Self-report measurement of pain & symptoms in palliative care patients: a comparison of verbal, visual and hand scoring methods in Sub-Saharan Africa.

Autor: Blum D, Selman LE, Agupio G, Mashao T, Mmoledi K, Moll T, Dinat N, Gwyther L, Sebuyira LM, Ikin B, Downing J, Kaasa S, Higginson IJ, Harding R
Jazyk: angličtina
Zdroj: Health and quality of life outcomes [Health Qual Life Outcomes] 2014 Aug 02; Vol. 12, pp. 118. Date of Electronic Publication: 2014 Aug 02.
DOI: 10.1186/s12955-014-0118-z
Abstrakt: Background: Despite a high incidence of life-limiting disease, there is a deficit of palliative care outcome evidence in sub-Saharan Africa. Providers of end of life care call for appropriate measurement tools. The objective is to compare four approaches to self-report pain and symptom measurement among African palliative care patients completing the African Palliative Care Association African Palliative Outcome Scale (APCA African POS).
Methods: Patients were recruited from five services (4 in South Africa and 1 in Uganda). Research nurses cross-sectionally administered POS pain and symptom items in local languages. Both questions were scored from 0 to 5 using 4 methods: verbal rating, demonstrating the score using the hand (H), selecting a face on a visual scale (F), and indicating a point on the Jerrycan visual scale (J). H, F and J scores were correlated with verbal scores as reference using Spearman's rank and weighted Kappa. A Receiver Operating Characteristic (ROC) analysis was performed.
Results: 315 patients participated (mean age 43.5 years, 69.8% female), 71.1% were HIV positive and 35.6% had cancer, 49.2% lived in rural areas. Spearman's rank correlations for pain scores were: H: 0.879, F: 0.823, J: 0.728 (all p < 0.001); for symptoms H: 0.876, F: 0.808, J: 0.721 (all p < 0.001).
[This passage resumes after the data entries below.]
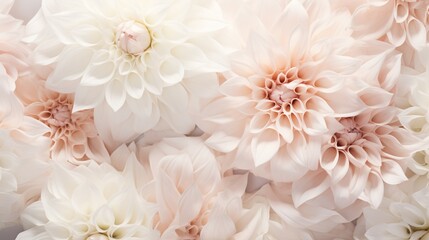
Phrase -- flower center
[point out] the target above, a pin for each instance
(133, 37)
(60, 116)
(97, 237)
(281, 94)
(350, 133)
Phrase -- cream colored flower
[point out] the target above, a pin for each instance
(91, 202)
(297, 74)
(136, 62)
(404, 23)
(74, 136)
(402, 214)
(24, 153)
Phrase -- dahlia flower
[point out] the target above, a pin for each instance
(193, 198)
(74, 136)
(87, 202)
(402, 214)
(136, 62)
(304, 222)
(412, 97)
(13, 52)
(287, 86)
(23, 155)
(404, 23)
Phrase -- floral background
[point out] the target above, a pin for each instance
(214, 119)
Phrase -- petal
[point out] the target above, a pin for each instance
(69, 70)
(171, 71)
(115, 94)
(392, 172)
(312, 185)
(134, 85)
(416, 33)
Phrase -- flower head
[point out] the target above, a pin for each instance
(139, 61)
(87, 202)
(74, 136)
(402, 214)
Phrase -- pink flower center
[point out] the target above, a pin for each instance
(350, 133)
(133, 37)
(281, 94)
(61, 116)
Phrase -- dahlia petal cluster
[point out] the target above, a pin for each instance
(214, 119)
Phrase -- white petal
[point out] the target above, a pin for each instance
(115, 94)
(264, 146)
(171, 71)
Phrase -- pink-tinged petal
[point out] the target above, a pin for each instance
(261, 52)
(374, 189)
(167, 197)
(352, 106)
(397, 34)
(375, 97)
(329, 159)
(100, 71)
(314, 123)
(236, 86)
(369, 13)
(305, 152)
(284, 169)
(349, 188)
(341, 169)
(189, 205)
(259, 122)
(70, 68)
(171, 71)
(264, 146)
(220, 141)
(218, 219)
(312, 185)
(134, 85)
(416, 33)
(392, 172)
(294, 16)
(284, 127)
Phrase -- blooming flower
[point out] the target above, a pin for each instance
(74, 136)
(87, 202)
(366, 152)
(190, 191)
(135, 62)
(402, 214)
(287, 87)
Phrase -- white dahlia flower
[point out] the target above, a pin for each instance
(413, 98)
(403, 23)
(298, 72)
(192, 195)
(304, 222)
(94, 202)
(73, 134)
(134, 61)
(403, 214)
(367, 151)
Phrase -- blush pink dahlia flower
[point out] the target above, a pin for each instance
(192, 195)
(289, 85)
(73, 134)
(137, 62)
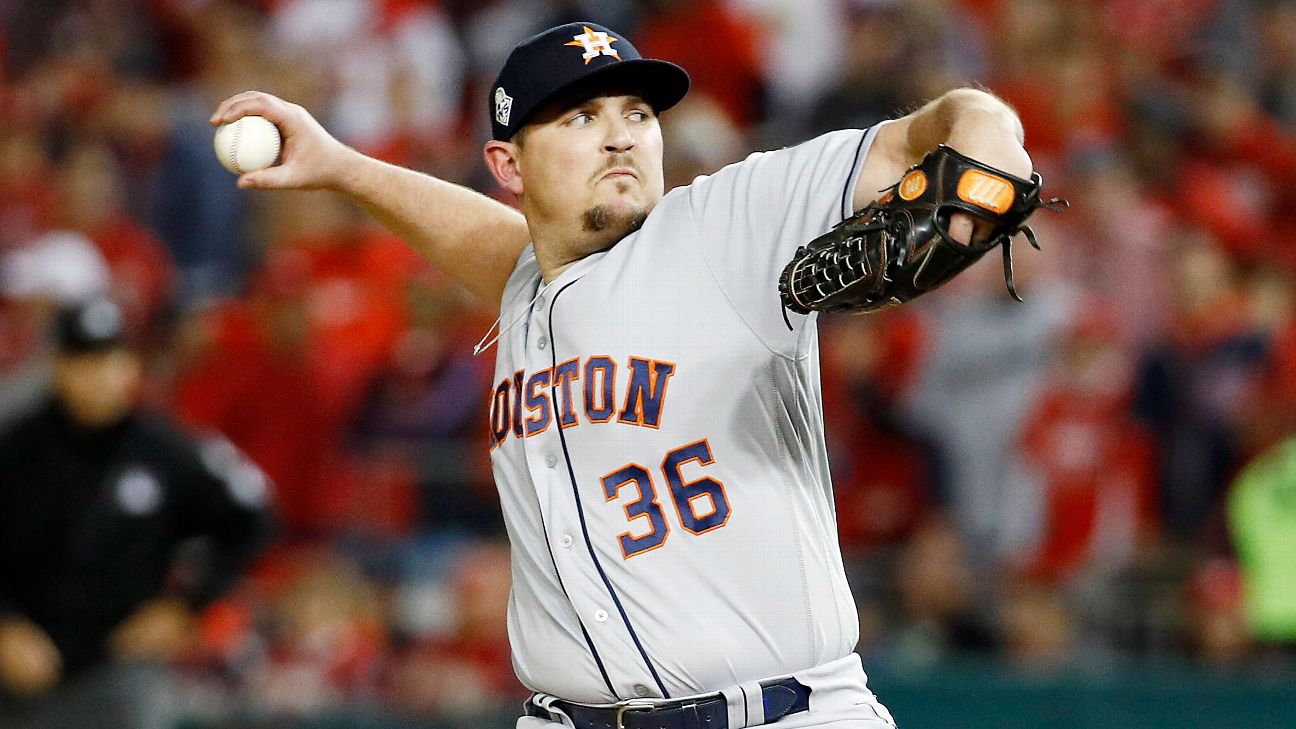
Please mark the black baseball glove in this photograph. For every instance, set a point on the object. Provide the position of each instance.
(900, 247)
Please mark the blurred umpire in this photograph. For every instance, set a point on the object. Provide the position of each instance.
(97, 501)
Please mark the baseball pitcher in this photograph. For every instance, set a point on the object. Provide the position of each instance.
(656, 419)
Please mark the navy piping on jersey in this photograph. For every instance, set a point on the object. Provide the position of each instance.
(589, 641)
(579, 511)
(846, 204)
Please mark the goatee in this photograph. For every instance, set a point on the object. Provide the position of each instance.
(600, 218)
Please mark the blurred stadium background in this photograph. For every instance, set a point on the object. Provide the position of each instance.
(1071, 513)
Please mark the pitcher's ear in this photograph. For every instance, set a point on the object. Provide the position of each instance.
(502, 160)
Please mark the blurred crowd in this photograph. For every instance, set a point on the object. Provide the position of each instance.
(1103, 471)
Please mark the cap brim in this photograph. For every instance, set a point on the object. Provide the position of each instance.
(661, 83)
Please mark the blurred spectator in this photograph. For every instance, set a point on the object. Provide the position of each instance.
(472, 653)
(141, 274)
(937, 599)
(421, 415)
(1217, 629)
(725, 68)
(394, 69)
(1094, 465)
(885, 472)
(58, 267)
(1192, 392)
(1262, 525)
(972, 393)
(99, 500)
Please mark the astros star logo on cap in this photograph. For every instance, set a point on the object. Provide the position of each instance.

Weighted Kappa for pain was H: 0.798, F: 0.719 J: 0.548 and for symptoms: H: 0.818, F: 0.718, J: 0.571. There was lower agreement between verbal and both hand and face scoring methods in the Ugandan sample. Compared to the verbal scale the accuracy of predicting high pain/symptoms was H > F > J (0.96-0.89) in ROC analysis.
Conclusions: Hands and faces scoring methods correlate highly with verbal scoring. The Jerrycan method had only moderate weighted Kappa. POS scores can be reliably measured using hand or face score.